Daily Archives: November 3, 2024

Didi (2024)

It feels slightly strange when you acknowledge that coming-of-age movies have long-surpassed your own age of adolescent personal discovery. With Sundance indie Didi, we’ve now brought that time frame up to 2008, where we follow the 13-year-old Chris (Izac Wang), a first-generation Taiwanese-American kid trying to flirt with his junior high crush, get better at skateboarding, edit YouTube videos that people might actually want to see, and perhaps make some new friends during the summer before high school begins. This is one of those movies that lives or dies by its slice-of-life details and sense of authenticity. Writer/director Sean Wang does an excellent job placing the audience in the position of his biographical avatar, Chris.
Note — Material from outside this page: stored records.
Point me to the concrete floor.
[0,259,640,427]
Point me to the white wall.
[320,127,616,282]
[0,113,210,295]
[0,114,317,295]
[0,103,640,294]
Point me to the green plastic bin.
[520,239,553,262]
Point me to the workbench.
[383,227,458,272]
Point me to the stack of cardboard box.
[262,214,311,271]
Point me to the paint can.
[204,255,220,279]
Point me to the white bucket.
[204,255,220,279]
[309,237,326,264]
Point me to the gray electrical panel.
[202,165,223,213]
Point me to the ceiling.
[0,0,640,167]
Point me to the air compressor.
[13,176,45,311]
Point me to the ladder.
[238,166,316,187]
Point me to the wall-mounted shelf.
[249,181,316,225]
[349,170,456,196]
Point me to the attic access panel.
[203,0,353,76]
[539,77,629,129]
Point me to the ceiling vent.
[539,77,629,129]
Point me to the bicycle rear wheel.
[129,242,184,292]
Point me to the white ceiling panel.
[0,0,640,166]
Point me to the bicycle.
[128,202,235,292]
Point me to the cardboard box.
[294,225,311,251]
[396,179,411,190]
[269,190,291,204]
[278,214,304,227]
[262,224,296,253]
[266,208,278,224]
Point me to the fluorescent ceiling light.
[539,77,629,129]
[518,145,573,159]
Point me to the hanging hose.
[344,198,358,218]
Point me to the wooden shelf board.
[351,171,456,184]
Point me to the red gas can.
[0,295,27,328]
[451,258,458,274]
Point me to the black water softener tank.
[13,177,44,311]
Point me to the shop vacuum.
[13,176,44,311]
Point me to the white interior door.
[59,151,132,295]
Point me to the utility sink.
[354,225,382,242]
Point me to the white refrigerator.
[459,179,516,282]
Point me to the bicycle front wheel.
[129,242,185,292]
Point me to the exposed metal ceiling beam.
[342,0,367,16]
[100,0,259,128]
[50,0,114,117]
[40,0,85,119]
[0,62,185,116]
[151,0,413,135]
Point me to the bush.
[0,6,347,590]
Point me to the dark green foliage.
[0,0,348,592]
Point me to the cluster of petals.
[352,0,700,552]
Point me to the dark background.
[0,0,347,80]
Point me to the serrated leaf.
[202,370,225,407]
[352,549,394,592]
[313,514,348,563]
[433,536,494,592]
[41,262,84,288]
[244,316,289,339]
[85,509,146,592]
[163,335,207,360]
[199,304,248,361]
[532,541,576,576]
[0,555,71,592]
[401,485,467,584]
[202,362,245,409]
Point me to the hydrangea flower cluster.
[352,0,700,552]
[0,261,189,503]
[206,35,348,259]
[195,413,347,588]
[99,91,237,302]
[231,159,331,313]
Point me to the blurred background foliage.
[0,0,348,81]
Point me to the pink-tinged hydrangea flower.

We feel his discomfort trying to navigate the different cultural expectations of home life and school life, the perils of trying to step outside your comfort zone and be rewarded rather than embarrassed. This is compounded by Chris having to endure and brush aside the stereotypes his peers project onto him for being Asian-American. The problem with the movie is that our main character is kind of a twit. He’s so harsh and unfair to his long-suffering mother (Lust, Caution‘s Joan Chen) that his own friends eventually complain about his rude behavior. In a moment of awkward discomfort, he calls his friend’s crush “a whore,” and then describes how he and his friend messed around with the corpse of a squirrel once. He also pees in his older sister’s lotion bottle. The whole “befriending cool skateboarders” storyline goes nowhere, nor does it open up some deeper understanding of our character and his wants, talents, or capabilities. Didi’s real distinct angle could have been growing up in the Internet age, and there it too feels lacking. It all feels a little like we’re spending too much time with the wrong family member. The put-upon mother would have been an even more intriguing person to explore, especially as she yearns to be an artist, deals with her bratty kids, an overbearing mother-in-law living with them without a kind word to say, and a husband half the world away busy working. Getting stuck with the angsty kid feels disappointing.